Po burzach czas na upały. Nadchodzi prawdziwe lato
Po burzliwym początku czerwca, z przelotnymi opadami i silnym wiatrem, czeka nas poprawa. Od środowego przejścia na wyżową cyrkulację Polska zacznie się ocieplać, a czerwiec zapowiada się cieplejszy niż wieloletnia norma. Przed nami kilka słonecznych dni i coraz lepsza pogoda, idealna na weekend.

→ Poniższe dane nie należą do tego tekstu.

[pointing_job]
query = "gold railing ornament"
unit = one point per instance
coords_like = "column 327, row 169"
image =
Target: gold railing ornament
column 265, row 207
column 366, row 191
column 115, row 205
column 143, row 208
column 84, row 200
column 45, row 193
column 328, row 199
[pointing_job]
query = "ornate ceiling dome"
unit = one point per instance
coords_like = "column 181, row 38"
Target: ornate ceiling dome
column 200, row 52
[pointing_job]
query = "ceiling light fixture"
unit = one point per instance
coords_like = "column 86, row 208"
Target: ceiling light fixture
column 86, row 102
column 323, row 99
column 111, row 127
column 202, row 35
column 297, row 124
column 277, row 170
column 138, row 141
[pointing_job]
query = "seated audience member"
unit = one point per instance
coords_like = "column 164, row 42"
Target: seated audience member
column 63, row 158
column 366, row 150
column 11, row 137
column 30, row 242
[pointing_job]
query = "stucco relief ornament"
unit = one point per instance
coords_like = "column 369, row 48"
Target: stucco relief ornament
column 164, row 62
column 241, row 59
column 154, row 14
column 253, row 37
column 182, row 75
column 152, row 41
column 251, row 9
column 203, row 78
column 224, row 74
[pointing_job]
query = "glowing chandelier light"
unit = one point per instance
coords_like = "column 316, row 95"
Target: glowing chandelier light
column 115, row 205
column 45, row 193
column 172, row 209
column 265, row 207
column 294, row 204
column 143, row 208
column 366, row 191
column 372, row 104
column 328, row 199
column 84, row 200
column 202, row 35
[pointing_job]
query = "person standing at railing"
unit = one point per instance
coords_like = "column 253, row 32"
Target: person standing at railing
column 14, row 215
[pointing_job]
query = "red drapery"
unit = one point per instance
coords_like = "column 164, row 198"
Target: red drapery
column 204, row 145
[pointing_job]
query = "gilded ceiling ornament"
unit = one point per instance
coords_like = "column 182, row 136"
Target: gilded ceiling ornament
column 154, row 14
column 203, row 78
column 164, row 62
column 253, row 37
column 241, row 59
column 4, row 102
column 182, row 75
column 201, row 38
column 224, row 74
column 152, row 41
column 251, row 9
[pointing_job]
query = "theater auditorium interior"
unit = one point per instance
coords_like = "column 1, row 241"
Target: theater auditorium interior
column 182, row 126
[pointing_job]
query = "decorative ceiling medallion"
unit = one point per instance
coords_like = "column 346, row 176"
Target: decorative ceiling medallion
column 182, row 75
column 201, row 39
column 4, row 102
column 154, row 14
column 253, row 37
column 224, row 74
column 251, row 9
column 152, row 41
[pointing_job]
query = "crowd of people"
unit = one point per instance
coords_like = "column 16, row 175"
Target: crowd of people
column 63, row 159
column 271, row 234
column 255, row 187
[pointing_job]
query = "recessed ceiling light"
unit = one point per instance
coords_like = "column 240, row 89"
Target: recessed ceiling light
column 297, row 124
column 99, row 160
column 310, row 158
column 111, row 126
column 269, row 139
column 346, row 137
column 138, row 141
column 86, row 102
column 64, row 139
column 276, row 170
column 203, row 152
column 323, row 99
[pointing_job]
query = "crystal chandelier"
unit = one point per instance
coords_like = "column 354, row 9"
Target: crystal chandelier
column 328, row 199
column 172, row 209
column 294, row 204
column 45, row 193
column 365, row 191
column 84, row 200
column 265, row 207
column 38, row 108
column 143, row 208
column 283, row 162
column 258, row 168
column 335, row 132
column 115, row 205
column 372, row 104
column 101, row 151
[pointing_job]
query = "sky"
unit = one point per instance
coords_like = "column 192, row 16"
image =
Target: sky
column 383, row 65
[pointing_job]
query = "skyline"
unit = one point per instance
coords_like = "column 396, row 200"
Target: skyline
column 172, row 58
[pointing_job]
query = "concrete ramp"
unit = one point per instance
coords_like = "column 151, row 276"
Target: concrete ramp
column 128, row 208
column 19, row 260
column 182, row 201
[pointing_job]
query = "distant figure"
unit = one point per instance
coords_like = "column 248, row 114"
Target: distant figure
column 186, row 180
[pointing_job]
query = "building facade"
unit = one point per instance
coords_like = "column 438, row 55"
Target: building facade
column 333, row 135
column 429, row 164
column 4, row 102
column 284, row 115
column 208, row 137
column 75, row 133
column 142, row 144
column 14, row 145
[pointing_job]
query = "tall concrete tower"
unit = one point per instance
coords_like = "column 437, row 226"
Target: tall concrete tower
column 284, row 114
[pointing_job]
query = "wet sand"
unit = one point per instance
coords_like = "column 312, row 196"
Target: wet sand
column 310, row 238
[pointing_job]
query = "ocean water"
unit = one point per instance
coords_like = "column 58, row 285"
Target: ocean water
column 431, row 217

Po kilku dniach pełnych burz, przelotnych opadów i porywistego wiatru, widać wreszcie światełko w tunelu. Nadchodzący tydzień przyniesie wyraźną poprawę pogody, a Polska znajdzie się pod wpływem obszaru wysokiego ciśnienia. Od środy czeka nas coraz więcej słońca i coraz wyższe temperatury. A kulminacja? Już w weekend, iście letnia aura, szczególnie na zachodzie kraju.
Nadciąga wyż. Jaka będzie pogoda w najbliższych dniach?
Choć poniedziałek i wtorek (9-10 czerwca) jeszcze przyniosą trochę kapryśnej pogody, z przelotnymi opadami, a miejscami także burzami, to już wtedy zaznaczy się zmiana cyrkulacji. Napływające z południowego zachodu cieplejsze powietrze oraz stopniowy wzrost ciśnienia zwiastują koniec panowania niżów.
Zdecydowana poprawa pogody nastąpi od środy (11 czerwca). Polska dostanie się w zasięg antycyklonu, którego centrum w piątek znajdzie się nad Bałtykiem, między Polską a Szwecją. Wysokie ciśnienie, nawet do 1031 hPa, oznacza spokojniejszą i bardziej suchą aurę. Zmieni się także kierunek wiatru. Zamiast porywistego zachodniego, pojawi się łagodny, ciepły wiatr z południowego wschodu.
Już w środę słupki rtęci pokażą od 19 st. C na wybrzeżu do 23 st.C na południu kraju. Z każdym kolejnym dniem będzie cieplej, a zachmurzenie stopniowo zaniknie. Nad Polską zapanuje typowy letni wyż baryczny, sprzyjający aktywnościom na świeżym powietrzu.

W weekend nawet 33 st. C. Powietrze z południa przyniesie lato
Najbardziej spektakularna zmiana czeka nas w piątek i sobotę. Do Polski zacznie napływać ciepłe powietrze z południa Europy, co oznacza prawdziwy skok temperatur. W piątek termometry pokażą od 19-22 st. C na wschodzie i wybrzeżu do 28 st. C na zachodzie, a w sobotę i niedzielę może być jeszcze cieplej, nawet 30-33 st. C na zachodzie i w centrum. Nocami również zrobi się cieplej. Na zachodzie kraju temperatura minimalna nie spadnie poniżej 15-18 st. C, a na wschodzie wyniesie od 10 do 13 st. C.
Co ważne, w najbliższych dniach zjawiska burzowe ustąpią, a ewentualne opady, jeśli się pojawią, będą sporadyczne i słabe. Wiatr osłabnie, a dominować będą łagodne podmuchy z południowego wschodu, sprzyjające odczuwaniu ciepła jako przyjemnego, a nie dusznego.
Lato wraca na dobre. Czas planować weekend!
Po wyjątkowo niestabilnym początku czerwca, wiele wskazuje na to, że pogoda wraca na właściwe tory. Wyż znad Bałtyku zapewni kilka dni spokojnej, słonecznej aury, a temperatury typowe dla lipca sprawią, że nad wodą, w górach czy na działkach będzie tłoczno.
Warto więc zaplanować weekend wcześniej, bo takie układy baryczne, choć stabilne, nie trwają wiecznie. Co dalej? Na razie prognozy na przyszły tydzień są optymistyczne, ale z uwagi na możliwe zafalowanie frontów po wschodniej stronie wyżu, trzeba śledzić dalsze prognozy.